Hasta bir çocuğunuz varsa, beni ovalara, dona ve kar fırtınasına koyar.

bu mu Asla! Ama evi sebepsiz sattım ve buraya geldim.

 

üzgünüm ... donuyorum. Aman Tanrım, neye mahküm oldum?! "

 

Kısa bir süre sonra, siyah bir Mercedes-Benz Granny'nin önünde durdu. Genç bir adam arabadan indi ve ona yaklaştı.

Bu, Gümü'nün yıllardır yolunu bekleyen, yıllardır Bakü'ye gelen ve giden arabalara bakan, gece gündüz hasretle yanan, gayretine inanan büyükannesinin oğlu Etibar'dı.

 

-Grandma, hoş geldiniz! Tanrım, bunalmıştım, bu yüzden sana yazdım.

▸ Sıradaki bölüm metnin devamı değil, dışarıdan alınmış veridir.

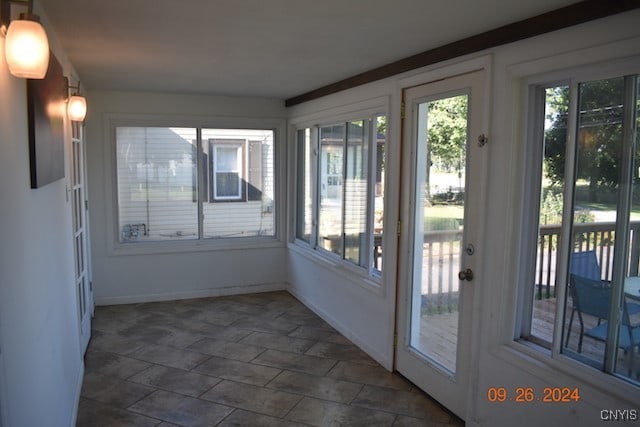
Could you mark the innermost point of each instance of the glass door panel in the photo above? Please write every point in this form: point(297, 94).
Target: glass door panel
point(439, 221)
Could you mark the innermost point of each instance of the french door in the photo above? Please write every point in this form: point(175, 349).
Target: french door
point(443, 152)
point(83, 284)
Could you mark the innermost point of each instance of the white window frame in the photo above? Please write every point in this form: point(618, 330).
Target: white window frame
point(370, 109)
point(111, 121)
point(239, 169)
point(514, 350)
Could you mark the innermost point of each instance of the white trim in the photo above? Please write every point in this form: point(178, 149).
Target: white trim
point(365, 276)
point(113, 120)
point(76, 405)
point(603, 61)
point(200, 293)
point(343, 113)
point(343, 268)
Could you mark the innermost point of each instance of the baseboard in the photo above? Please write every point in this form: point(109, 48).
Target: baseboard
point(343, 329)
point(74, 415)
point(200, 293)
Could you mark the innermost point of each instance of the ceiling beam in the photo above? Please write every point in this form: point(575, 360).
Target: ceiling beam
point(568, 16)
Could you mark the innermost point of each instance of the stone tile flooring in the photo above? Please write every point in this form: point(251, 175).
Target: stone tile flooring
point(247, 360)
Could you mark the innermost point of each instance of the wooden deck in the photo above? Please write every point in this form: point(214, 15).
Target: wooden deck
point(438, 338)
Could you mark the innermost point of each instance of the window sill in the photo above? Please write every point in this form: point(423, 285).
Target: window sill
point(184, 246)
point(346, 270)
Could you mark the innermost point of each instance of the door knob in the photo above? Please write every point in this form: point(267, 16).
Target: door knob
point(466, 275)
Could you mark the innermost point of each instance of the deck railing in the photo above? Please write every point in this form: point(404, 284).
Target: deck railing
point(596, 236)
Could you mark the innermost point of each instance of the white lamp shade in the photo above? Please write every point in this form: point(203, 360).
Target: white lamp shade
point(27, 49)
point(77, 108)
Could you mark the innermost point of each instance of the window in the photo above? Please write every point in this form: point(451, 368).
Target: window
point(587, 250)
point(227, 171)
point(341, 189)
point(194, 183)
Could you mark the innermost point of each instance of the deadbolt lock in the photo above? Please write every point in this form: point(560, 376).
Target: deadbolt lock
point(466, 275)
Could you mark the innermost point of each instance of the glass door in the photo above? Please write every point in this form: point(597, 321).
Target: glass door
point(440, 261)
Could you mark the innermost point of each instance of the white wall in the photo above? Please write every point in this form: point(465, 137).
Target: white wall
point(126, 273)
point(367, 317)
point(40, 362)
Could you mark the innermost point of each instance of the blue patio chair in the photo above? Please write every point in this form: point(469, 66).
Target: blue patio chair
point(585, 264)
point(592, 297)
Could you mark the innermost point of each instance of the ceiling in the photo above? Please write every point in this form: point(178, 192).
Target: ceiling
point(270, 48)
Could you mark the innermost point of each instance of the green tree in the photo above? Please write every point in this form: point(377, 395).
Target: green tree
point(599, 133)
point(447, 132)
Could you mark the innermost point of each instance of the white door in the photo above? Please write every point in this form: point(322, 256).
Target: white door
point(80, 235)
point(443, 155)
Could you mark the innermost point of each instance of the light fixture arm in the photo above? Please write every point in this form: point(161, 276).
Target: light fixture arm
point(5, 12)
point(76, 103)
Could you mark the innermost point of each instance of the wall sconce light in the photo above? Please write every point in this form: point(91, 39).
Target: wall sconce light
point(26, 44)
point(76, 104)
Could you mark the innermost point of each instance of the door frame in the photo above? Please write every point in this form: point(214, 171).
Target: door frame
point(78, 163)
point(480, 64)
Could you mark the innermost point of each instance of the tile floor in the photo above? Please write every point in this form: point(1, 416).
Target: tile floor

Biraz geç kaldım Evet, ne oldu, evi sattı mı? Parayı getirdin mi?

 

Gumru'nun büyükannesi şok oldu "Oğlum, beni hiç öpmedin. Bir şey değil

 

Yıllarca süren ayrılıktan sonra bana değer vermedin, bu nasıl bir para? Bunu nasıl söylersin evlat? Gumru'nun büyükannesi kalbinden kırıldı. İçeride bir şey kırılmış gibi görünüyor.

 

Nankörlük

 

Don ve sağuk, Gümru'nun kalbine soğukluğundan bir parça koydu

bil. Kalbi dondu. Yanık bir buz vardı. Elini çabucak kalbine koydu. Acaba ne oldu? Kalbini çevirdi. Öte yandan, bir fikir şeytanın derisine girer ve beynine girer.

 

kim kesildi. Oğlunu test et anne! Şeytan olmama rağmen, sadece senin için üzülüyorum Oğlunu kontrol et! Onun nankör, aptal, bilge ebeveyn olduğunu söylüyorum! İyi

 

ne diyorsun?" "Hayır, olamaz! Oğlum nankör, korkak, bilge ebeveyn olamaz!

 

Ne olacağını kontrol edeceğim, ”diye düşündü . Beyne giren düşünceler

 

Kabul etmese de oğlunu tekrar yargılamaya karar verdi. "Lanet olsun

 

sana Şeytan! 

" Ayağa kalkmaya çalıştı ama yapamadı. -Oh, ben senin bir kurbanıyım, soruyorsun: Büyükanne, nasılsın, nasıl geldin, yolda

 

Oyuna ne oldu? Beni evimi ve paramı satmaya zorladın Para yolda

 

Kaybettim. Sana eli boş geldim bebeğim. Biraz kıyafet getirdim, yardım et

 

öyleyse, arabaya götürelim. Güven olduğu yerde neredeyse tökezleyecekti, renk bir anda kararmıştı.

 

Aniden bağırdı. Yolu nadiren geçenler bir an durdu.

 

Olsaydı, o anda karısını köye geri gönderirdi.  


2.   Bölüm Sonu.
Devamı haftaya...

Eser: Sona Abbasaligızı
Türkçe  Diline Çeviri :Zakir KAYA 


 1. Bölümü okumak için linke tıklayınız.